Retiring seemed a better choice than failing, abruptly stopping, giving up without explanation. She knew exactly how many he had written.
Daniel nodded again. “Ninety-nine.”
He was right.
She wanted to say, Don’t you feel you shortchanged yourself by not writing that hundredth story?—perhaps if he had written the hundredth, he might have continued—but she said instead, “What an accomplishment.”
Daniel put a hand on the top book, ran his fingers down the cover, said, “Thanks,” then bent into the mouth of his closet. Out flew tennis shoes, flip-flops, hiking boots, snow boots, and the dress shoes he had worn only once, in July, to a girl’s Sweet Sixteen, a very mature sixteen-year-old who had not wanted an all-girl celebration. Those shoes probably no longer fit him. When he had carved out space, made an empty cave, he pushed the heavy box to the back of his closet until it hit the wall.
He stood up and looked at her. “I have one more application to finish, the one I really want. The undergraduate business program at Wharton, at UPenn.”
All summer and now into the fall, he had been talking about how that school, with its courses in finance, analytics, innovation, and entrepreneurship, was the place for him to go.

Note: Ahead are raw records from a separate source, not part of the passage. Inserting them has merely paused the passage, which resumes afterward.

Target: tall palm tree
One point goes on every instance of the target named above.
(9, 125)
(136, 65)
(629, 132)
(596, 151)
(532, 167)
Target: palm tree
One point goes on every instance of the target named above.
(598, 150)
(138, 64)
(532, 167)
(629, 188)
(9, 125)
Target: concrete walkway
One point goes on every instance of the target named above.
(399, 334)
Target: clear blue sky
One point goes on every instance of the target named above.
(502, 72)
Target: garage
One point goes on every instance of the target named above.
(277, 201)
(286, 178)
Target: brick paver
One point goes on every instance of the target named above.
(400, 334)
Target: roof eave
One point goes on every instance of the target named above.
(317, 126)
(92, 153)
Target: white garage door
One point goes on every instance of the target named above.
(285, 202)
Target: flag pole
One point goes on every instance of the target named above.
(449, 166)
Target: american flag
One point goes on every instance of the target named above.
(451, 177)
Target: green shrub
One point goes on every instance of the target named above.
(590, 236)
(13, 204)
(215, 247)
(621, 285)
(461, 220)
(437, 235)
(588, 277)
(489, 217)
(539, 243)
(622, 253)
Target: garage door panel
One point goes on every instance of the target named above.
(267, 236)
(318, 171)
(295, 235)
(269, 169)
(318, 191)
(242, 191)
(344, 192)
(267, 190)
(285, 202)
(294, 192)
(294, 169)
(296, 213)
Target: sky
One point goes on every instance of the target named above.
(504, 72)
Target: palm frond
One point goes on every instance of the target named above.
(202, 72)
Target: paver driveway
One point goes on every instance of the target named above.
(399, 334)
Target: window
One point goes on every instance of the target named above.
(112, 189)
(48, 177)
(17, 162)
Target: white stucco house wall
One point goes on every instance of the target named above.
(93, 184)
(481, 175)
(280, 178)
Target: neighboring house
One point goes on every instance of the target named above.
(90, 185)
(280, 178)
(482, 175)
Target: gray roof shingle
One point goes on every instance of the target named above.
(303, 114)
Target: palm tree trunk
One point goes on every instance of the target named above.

“That’s great, love. If you need any help, want me to read over your essays, you know I will.” She had helped him do that for all the other colleges he was applying to.
She left him organizing his shoes in neat rows, wondering if she had done the right thing four years ago, or whether she had made a serious mistake. If the loss of the squirrel would mark Daniel, had already marked him, in some way, for life. There was an enormity to it that Martin had discounted, that Daniel had seemed not to consider at all.